Halt! Gewalt!

Wir leben in einer dualen Welt – in einer Welt, die wir in Abgrenzungen und Gegensätzen wahrnehmen. Der Sündenfall – Sünde von sondern, absondern – besteht im Herausfallen aus der paradiesischen Einheit. Die kann man Gott nennen oder auch Mutterleib oder auch Mutter Erde, aus der in der poetischen Sprache des Ersten Testaments JHWH den Menschen formt und in die unser aller Körper in unterschiedlicher Form zurück sinken, egal ob in einer Erd-, Feuer- oder Wasserbestattung.

Seit dem Sündenfall erkennen wir Gut und Böse. Wir sind nicht mehr „unschuldig“, denn wir wissen jetzt, dass es Böses gibt: Töten, lügen, stehlen, missbrauchen – die vier großen ethischen Verbote, die es in jeder Hochreligion gibt.  Seitdem sollten wir uns auch die Verantwortung für unser Tun bewusst sein. Wollen wir gute Menschen sein oder böse? Und wie gehen wir mit dem Bösen ins uns um (das ja zur Ganzheit dazu gehört und überhebliche Güte aufs menschliche Maß mildert).

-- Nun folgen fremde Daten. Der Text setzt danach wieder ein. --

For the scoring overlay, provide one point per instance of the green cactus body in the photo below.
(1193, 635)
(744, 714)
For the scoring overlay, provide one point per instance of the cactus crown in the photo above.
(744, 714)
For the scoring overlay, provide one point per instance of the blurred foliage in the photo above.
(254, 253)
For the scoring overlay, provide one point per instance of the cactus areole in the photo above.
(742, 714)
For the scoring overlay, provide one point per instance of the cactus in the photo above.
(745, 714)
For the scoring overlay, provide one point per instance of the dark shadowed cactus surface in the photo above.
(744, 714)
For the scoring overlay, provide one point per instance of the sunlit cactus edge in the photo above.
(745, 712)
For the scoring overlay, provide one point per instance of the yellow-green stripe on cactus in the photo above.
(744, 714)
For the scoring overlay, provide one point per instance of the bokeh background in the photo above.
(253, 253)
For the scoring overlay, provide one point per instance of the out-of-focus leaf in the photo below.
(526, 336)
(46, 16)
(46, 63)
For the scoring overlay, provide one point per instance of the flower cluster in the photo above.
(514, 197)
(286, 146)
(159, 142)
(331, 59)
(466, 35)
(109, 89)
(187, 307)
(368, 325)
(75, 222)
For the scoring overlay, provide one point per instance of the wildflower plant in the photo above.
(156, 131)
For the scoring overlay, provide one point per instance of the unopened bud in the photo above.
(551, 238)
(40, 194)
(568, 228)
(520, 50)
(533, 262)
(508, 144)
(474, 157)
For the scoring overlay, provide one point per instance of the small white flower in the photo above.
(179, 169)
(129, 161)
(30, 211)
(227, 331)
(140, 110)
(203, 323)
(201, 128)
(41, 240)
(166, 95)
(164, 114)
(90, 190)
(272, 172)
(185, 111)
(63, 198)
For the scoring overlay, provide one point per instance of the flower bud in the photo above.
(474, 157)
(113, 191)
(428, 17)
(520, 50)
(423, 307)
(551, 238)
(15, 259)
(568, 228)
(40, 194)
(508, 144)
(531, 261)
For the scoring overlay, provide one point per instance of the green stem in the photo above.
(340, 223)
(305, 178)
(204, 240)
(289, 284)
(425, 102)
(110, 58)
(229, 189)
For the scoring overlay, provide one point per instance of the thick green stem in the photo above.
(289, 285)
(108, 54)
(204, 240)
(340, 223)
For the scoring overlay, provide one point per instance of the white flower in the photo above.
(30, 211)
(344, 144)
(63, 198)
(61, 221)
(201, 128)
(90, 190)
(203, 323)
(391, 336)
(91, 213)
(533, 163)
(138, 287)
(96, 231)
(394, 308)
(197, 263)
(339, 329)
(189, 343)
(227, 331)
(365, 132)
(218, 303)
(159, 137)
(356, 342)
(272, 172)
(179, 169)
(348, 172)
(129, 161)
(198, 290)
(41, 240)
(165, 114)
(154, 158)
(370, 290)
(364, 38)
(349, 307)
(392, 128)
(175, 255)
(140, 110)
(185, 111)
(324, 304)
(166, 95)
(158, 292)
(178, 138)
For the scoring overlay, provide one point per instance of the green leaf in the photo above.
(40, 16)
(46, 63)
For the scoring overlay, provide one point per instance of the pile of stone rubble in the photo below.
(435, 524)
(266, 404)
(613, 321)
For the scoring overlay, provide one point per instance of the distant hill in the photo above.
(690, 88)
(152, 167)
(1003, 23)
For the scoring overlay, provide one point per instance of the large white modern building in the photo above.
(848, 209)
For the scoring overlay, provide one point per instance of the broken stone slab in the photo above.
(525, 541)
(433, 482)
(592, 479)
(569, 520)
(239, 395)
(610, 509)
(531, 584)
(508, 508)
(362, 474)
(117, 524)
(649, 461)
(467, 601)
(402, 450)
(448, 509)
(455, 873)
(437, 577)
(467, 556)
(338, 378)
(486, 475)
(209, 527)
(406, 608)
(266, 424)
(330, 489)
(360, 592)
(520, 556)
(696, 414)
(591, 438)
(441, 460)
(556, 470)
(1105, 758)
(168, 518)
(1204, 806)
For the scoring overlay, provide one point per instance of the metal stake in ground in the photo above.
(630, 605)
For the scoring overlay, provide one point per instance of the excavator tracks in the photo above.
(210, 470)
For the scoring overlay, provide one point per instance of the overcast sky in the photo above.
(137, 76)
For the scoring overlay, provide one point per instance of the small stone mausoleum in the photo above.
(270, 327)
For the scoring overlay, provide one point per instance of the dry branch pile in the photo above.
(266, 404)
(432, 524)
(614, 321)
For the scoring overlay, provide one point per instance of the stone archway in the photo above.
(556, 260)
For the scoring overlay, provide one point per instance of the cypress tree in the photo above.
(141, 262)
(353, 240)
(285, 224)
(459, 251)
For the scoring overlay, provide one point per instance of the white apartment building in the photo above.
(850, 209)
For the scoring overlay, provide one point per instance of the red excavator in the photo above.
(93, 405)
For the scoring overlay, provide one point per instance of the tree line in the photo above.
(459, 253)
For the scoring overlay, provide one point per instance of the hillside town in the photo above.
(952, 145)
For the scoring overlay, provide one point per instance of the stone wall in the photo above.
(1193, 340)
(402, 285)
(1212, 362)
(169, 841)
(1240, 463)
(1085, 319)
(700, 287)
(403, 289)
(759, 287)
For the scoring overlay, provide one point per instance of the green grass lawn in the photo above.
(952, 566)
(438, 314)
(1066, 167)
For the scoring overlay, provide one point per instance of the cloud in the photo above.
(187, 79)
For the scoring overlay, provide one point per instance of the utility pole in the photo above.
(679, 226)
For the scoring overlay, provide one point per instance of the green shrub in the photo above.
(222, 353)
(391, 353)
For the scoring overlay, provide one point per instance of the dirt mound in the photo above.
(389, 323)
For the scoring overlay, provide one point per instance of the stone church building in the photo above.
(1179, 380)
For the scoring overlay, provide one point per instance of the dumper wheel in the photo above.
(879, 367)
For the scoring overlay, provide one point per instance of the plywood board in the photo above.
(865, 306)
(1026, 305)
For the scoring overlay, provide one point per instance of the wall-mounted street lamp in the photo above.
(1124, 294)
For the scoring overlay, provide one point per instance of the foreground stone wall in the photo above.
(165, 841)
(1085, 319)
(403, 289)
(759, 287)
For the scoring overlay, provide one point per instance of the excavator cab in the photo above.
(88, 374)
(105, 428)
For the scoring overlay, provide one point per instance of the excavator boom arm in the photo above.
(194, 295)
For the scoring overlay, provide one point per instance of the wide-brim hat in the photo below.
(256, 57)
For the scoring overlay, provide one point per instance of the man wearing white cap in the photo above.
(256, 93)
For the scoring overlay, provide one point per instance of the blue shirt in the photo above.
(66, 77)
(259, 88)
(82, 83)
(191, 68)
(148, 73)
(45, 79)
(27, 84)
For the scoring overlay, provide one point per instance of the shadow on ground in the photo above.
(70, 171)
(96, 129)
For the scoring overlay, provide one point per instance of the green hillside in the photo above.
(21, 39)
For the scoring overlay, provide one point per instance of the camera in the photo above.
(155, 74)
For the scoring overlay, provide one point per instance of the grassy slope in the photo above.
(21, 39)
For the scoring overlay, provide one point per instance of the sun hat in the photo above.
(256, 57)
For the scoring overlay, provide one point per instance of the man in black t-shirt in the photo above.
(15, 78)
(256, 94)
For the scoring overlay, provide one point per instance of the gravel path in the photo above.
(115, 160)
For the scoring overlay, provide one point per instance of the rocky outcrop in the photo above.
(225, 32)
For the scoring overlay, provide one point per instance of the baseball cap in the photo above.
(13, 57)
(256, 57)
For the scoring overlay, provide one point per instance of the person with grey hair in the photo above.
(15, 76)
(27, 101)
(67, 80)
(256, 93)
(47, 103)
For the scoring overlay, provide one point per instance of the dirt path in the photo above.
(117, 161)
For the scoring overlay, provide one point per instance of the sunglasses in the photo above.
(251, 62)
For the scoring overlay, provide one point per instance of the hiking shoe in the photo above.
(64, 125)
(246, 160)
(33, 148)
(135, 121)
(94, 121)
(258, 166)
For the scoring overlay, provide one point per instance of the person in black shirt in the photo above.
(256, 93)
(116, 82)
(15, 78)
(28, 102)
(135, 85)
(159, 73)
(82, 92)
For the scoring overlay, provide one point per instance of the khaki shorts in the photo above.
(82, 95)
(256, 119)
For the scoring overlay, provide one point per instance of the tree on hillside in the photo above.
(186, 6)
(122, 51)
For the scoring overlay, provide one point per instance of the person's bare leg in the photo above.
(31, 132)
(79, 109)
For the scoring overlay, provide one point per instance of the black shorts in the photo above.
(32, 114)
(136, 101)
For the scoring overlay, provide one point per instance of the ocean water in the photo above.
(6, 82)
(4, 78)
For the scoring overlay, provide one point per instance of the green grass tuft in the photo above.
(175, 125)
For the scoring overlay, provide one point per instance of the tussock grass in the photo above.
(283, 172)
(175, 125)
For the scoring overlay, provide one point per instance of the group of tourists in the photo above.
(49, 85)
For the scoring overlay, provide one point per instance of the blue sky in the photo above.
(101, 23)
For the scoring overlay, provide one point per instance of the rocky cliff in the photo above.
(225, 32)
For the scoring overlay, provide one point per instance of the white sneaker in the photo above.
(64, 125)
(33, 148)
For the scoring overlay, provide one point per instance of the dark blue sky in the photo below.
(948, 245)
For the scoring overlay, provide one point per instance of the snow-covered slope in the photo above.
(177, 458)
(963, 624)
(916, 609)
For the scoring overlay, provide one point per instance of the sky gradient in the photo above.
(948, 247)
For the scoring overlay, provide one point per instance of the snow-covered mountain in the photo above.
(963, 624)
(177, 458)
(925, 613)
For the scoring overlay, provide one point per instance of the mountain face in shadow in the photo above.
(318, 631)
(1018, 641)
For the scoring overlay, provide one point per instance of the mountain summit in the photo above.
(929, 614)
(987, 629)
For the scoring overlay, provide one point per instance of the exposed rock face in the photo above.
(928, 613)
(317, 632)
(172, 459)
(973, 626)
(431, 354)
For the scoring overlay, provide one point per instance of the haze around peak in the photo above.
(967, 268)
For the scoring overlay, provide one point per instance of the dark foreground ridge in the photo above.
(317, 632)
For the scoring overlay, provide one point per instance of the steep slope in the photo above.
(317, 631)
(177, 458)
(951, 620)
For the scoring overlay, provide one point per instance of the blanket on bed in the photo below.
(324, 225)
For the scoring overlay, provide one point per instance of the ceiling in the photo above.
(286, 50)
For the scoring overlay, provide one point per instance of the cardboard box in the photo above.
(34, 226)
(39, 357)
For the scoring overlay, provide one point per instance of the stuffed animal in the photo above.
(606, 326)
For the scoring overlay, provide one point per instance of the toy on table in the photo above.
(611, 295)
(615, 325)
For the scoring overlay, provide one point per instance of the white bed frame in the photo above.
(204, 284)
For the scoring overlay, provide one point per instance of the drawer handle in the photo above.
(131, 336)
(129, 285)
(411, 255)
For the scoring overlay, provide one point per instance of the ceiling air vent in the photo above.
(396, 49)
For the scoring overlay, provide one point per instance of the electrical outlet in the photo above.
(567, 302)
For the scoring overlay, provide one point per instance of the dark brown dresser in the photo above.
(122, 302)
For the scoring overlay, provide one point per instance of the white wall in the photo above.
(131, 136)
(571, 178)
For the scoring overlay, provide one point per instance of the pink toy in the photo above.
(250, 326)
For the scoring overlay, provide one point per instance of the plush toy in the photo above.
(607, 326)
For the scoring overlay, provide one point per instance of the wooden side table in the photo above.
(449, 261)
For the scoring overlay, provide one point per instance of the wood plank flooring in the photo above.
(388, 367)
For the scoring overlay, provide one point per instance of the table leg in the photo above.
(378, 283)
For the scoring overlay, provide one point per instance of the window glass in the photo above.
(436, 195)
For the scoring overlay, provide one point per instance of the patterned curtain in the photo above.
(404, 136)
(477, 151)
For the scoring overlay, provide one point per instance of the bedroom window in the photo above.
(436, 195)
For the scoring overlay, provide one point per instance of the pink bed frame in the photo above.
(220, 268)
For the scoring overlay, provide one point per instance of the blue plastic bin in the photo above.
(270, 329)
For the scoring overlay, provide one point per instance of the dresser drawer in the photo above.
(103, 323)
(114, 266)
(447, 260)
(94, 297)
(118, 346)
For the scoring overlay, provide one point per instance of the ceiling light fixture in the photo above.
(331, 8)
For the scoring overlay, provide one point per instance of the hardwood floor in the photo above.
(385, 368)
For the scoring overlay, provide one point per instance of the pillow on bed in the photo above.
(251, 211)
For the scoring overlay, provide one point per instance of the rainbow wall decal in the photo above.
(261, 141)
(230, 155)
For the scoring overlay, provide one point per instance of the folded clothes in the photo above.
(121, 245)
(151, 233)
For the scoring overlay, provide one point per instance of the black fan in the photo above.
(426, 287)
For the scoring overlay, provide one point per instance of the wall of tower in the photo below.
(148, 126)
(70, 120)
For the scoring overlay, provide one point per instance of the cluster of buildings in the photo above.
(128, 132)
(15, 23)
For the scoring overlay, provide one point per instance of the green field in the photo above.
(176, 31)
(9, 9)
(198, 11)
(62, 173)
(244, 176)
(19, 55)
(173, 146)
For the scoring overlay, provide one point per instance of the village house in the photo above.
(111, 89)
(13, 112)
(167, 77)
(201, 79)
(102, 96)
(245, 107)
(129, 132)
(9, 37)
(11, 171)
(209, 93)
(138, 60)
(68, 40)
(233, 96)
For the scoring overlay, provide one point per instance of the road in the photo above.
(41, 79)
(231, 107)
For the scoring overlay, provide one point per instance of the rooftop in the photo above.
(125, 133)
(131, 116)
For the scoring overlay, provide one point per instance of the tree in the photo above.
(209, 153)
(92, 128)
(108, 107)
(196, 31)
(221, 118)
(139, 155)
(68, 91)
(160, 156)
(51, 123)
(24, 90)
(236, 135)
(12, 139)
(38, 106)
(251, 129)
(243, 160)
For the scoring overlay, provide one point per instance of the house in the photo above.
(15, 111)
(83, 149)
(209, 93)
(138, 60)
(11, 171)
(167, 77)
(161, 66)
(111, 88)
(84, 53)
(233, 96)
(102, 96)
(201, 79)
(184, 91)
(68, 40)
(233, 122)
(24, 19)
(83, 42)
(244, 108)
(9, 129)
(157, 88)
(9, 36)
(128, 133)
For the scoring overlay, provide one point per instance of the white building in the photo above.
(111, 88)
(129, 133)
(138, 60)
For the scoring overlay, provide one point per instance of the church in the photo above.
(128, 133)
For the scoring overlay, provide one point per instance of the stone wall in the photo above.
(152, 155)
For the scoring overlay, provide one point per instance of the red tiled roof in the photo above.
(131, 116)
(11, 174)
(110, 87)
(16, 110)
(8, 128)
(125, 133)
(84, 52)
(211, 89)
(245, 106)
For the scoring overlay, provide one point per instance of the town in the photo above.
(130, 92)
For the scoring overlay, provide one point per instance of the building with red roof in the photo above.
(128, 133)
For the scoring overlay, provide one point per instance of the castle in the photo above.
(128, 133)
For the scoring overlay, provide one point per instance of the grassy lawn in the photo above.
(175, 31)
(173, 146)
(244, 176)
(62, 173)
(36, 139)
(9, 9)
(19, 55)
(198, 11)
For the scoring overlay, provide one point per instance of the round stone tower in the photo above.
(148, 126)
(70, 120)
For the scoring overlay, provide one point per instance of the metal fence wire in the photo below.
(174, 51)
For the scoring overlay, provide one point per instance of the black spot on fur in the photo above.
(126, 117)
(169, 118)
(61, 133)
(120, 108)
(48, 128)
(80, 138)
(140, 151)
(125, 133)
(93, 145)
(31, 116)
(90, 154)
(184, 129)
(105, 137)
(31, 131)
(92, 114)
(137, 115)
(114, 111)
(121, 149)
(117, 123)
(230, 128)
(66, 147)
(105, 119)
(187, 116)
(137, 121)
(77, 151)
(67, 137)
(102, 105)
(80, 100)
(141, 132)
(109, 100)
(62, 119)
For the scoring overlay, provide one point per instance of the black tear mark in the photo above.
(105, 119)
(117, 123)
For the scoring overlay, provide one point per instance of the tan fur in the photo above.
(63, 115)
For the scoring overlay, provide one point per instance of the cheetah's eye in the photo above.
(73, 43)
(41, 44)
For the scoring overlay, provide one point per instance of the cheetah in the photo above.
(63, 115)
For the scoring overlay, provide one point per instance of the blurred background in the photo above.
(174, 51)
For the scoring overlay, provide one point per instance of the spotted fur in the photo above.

Wenn uns Böses widerfährt, wird das Böse in uns geweckt: Neurophysiologen würden sagen, es werden Spiegelnervenzellen in uns ausgeformt. Durch diese können wir aber uns nicht nur gleichschalten, sondern wir können uns auch distanzieren – wir besitzen ja Sprachvermögen und damit die Möglichkeit, uns selbst andere Verhaltensweisen zu suggerieren als nur animalische Stammhirnreaktionen wie zubeißen, zudrücken, zuschlagen … vorausgesetzt wir haben dies „gelernt“.

Gott tötet nicht. Gott ist Liebe (1 Johannes 4, 16) und Liebe eint und spaltet, vernichtet nicht.

Menschen berufen sich jedoch immer wieder auf Gott – also etwas fulminant Jenseitiges – wenn sie etwas Ungewohntes und scheinbar Unbeherrschbares in sich spüren: Sie projizieren diese Gewalt in sich nach außen, in eine überdimensionale Vaterfigur, die Erfahrungen der frühen Kindheit ähnelt (die können auch aus virtuellen Welten stammen). In dieser Zeit nimmt man noch alles auf wie ein Schwamm – außer man wird darauf hin trainiert, Böses aus sich herauszudrücken oder herauszuspülen. Nur was man kennt, kann man auch kontrollieren. Aber man muss es lernen. (Dazu hilft beispielsweise die Psychoanalyse, egal ob nach Freud, Adler oder Jung.) Das heißt dann Selbstverantwortung – und nicht mit „Deus vult – Gott will es“ Verantwortung abschieben auf einen, der nur im verengten Geist existiert (und nicht im liebenden Herzen).

In der Liebe zu bleiben, auch wenn man Böses ablehnt und nach Möglichkeiten der Verhütung, Vertreibung, Vernichtung sinnt, ist Voraussetzung dafür, angesichts des Schreckens gesund zu bleiben. „Fürchtet euch nicht!“ heißt es immer wieder in der Bibel.  Sich fürchten bedeutet, sich zu verengen – flach zu atmen oder zu hecheln, die Muskeln anzuspannen und sich klein zu machen, zu verkrümmen … Damit wird aber die soziale Kreativität verhindert, die man braucht um nicht selbst böse zu werden. Wir sollten daher achten, den Satz „Da werd ich aber böse!“ nicht zu denken oder auszusprechen. Er könnte zum Charakter anwachsen.